Miller entered into negotiations and a series of contracts with Marriott for the development, ownership, and management of the Hill Country Resort, culminating in a Purchase Agreement and a Management Agreement in July 2007. When Miller learned in 2008 that the cost of the project would exceed its budget by more than $90 million, it filed suit, alleging that Marriott had fraudulently or negligently misrepresented that the plans and specifications were essentially complete and that the $460 million budget would be adequate to complete construction. The trial court granted summary judgment dismissing Miller’s misrepresentation claims on the grounds that the parties’ written contracts negated the element of reliance, and refused to reconsider its ruling after the Texas Supreme Court issued its opinion in Italian Cowboy. The Court of Appeals affirmed, based on a detailed analysis of the contract terms. Unlike the contract at issue in Italian Cowboy, which stated that no extra-contractual representations or promises had been made, Marriott’s Purchase Agreement expressly “negated and disclaimed” any representations not included in the contract. More importantly, the Court found, because the contract in Italian Cowboy did not address the subject matter of the alleged misrepresentations, the Supreme Court focused on whether reliance had been disclaimed, not whether it was justifiable. In contrast, the Management Agreement between Miller and Marriott thoroughly addressed the disputed subjects, and directly contradicted the alleged misrepresentations on which Miller claimed to have relied. As a matter of law, therefore, Miller could not have justifiably relied on the alleged extra-contractual misrepresentations.

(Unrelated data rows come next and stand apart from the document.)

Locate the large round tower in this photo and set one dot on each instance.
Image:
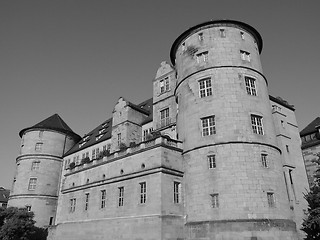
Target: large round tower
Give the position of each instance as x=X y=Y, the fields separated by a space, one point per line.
x=39 y=166
x=234 y=187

Miller then argued it could recover on a theory of professional negligence, because that claim does not require proof of reliance. The Court held, however, that Miller’s inability to prove reliance on the alleged misrepresentations meant it could not show that the same representations proximately caused its losses. Finally, the Court rejected Miller’s attempt to invoke a contractual indemnity provision, which was intended to protect against claims by third parties. Even if the provision could be applied to claims between the principals, the Court held, Miller could not use a contractual indemnity provision to circumvent both its inability to show justifiable reliance on Marriott’s alleged misrepresentations and its contractual obligations to pay for cost overruns.